Der Kläger hat ge­gen die Beklagten als Gesamtschuldner ei­nen Schadensersatzanspruch ge­mäß §§ 7 Abs. 1, 18 Abs. 1, 17 Abs. 1 u. 2 StVG, §§ 823 Abs. 1, 421, 249 ff BGB i. V. m. § 115 Abs. 1 VVG.

Entgegen der Auffassung des Landgerichts haf­ten der Kläger und die Beklagten ge­mäß § 17 Abs. 1 und 2 StVG nicht im Verhältnis 2/3 zu 1/3, son­dern im Verhältnis von je­weils 50 %. (...)

Bei die­ser Sachlage steht le­dig­lich fest, dass bei­de Fahrzeuge an ei­ner Stelle, an der auf der Fahrspur des Klägers Fahrzeuge ge­parkt wa­ren, an­ein­an­der vor­bei­ge­fah­ren sind. Welche ge­nau­en Verursachungsbeiträge den bei­den Fahrzeugen des Klägers und des Beklagten zu 1) an­zu­las­ten ist, ist hin­ge­gen auf Grund des Umstands, dass we­der die ge­naue Kollisionsstelle noch die von bei­den Fahrzeugen zum Zeitpunkt der Kollision in­ne­ge­hab­te Geschwindigkeit nach­weis­bar sind, nicht ab­schlie­ßend zu be­ur­tei­len.

Es kann da­her - an­ders als der Kläger mit sei­ner Berufung meint - nicht als be­wie­sen er­ach­tet wer­den, dass er an den ge­park­ten Fahrzeugen zum Zeitpunkt der Kollision be­reits voll­stän­dig vor­bei­ge­fah­ren war und sich voll­stän­dig auf sei­ner ei­ge­nen Fahrspur be­fun­den hat, so dass kein Verstoß ge­gen § 6 Abs. 1 StVO nach­ge­wie­sen ist oder je­den­falls nicht kau­sal für den Unfall war.

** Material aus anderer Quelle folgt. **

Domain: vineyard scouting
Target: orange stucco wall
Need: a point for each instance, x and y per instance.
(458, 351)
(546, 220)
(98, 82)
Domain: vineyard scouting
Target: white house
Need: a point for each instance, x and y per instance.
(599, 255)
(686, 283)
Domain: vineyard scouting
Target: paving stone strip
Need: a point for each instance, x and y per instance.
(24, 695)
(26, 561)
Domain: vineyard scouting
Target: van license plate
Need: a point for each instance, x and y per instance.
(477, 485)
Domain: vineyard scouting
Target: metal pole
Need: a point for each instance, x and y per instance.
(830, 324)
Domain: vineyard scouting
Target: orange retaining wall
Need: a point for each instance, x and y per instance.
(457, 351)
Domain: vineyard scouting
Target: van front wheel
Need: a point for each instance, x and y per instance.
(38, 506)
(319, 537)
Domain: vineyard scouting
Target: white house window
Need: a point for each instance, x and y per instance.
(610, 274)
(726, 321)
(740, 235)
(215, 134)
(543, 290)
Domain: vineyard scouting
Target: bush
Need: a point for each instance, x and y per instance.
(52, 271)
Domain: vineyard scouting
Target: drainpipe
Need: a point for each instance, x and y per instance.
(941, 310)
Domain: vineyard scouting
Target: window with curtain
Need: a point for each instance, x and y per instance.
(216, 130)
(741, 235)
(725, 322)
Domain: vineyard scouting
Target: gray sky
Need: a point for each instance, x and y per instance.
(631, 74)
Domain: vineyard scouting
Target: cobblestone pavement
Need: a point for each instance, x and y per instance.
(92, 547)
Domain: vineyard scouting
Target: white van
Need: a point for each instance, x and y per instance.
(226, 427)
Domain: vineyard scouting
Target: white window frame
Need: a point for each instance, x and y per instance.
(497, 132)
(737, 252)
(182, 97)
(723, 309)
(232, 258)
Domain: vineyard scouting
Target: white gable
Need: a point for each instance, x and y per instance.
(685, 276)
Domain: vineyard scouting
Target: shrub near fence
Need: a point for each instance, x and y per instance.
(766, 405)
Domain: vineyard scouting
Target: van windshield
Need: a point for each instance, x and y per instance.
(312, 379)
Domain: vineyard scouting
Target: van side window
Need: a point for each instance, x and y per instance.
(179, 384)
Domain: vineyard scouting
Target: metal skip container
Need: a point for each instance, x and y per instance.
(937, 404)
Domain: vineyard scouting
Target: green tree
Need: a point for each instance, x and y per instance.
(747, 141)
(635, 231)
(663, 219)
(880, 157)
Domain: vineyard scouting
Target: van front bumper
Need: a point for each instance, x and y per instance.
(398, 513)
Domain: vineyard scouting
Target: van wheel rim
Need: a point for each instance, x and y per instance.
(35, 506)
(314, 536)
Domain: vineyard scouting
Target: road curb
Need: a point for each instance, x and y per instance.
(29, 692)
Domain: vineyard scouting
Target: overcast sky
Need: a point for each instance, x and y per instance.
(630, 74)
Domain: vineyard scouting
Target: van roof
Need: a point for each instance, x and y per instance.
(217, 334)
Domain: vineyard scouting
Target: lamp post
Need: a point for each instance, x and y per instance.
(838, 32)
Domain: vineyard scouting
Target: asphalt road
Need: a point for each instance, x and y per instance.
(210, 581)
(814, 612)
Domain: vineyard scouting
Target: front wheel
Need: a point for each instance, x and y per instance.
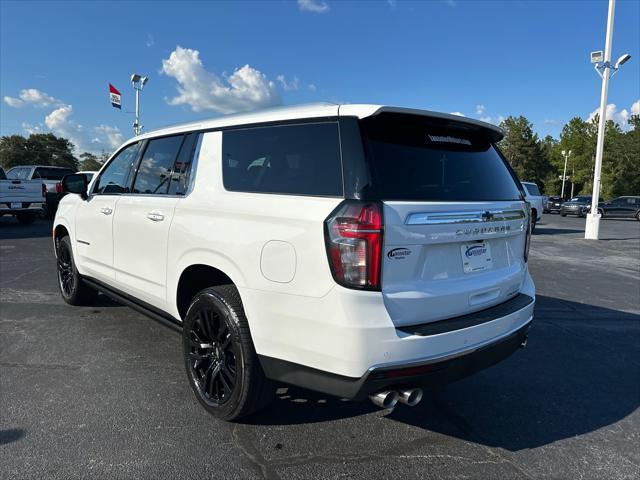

Bei die­ser Sachlage kommt le­dig­lich ei­ne hälf­ti­ge Schadensteilung in Betracht, da die Betriebsgefahr bei­der Fahrzeuge gleich schwer wiegt und ein über­wie­gend zu be­rück­sich­ti­gen­der Fahrfehler kei­nem der bei­den Unfallbeteiligten an­zu­las­ten ist. Dagegen kann der Kläger nicht Ersatz sei­nes ge­sam­ten Schadens oder ei­nes Anteils von 2/3 ver­lan­gen, wie er es mit sei­ner Berufung gel­tend macht.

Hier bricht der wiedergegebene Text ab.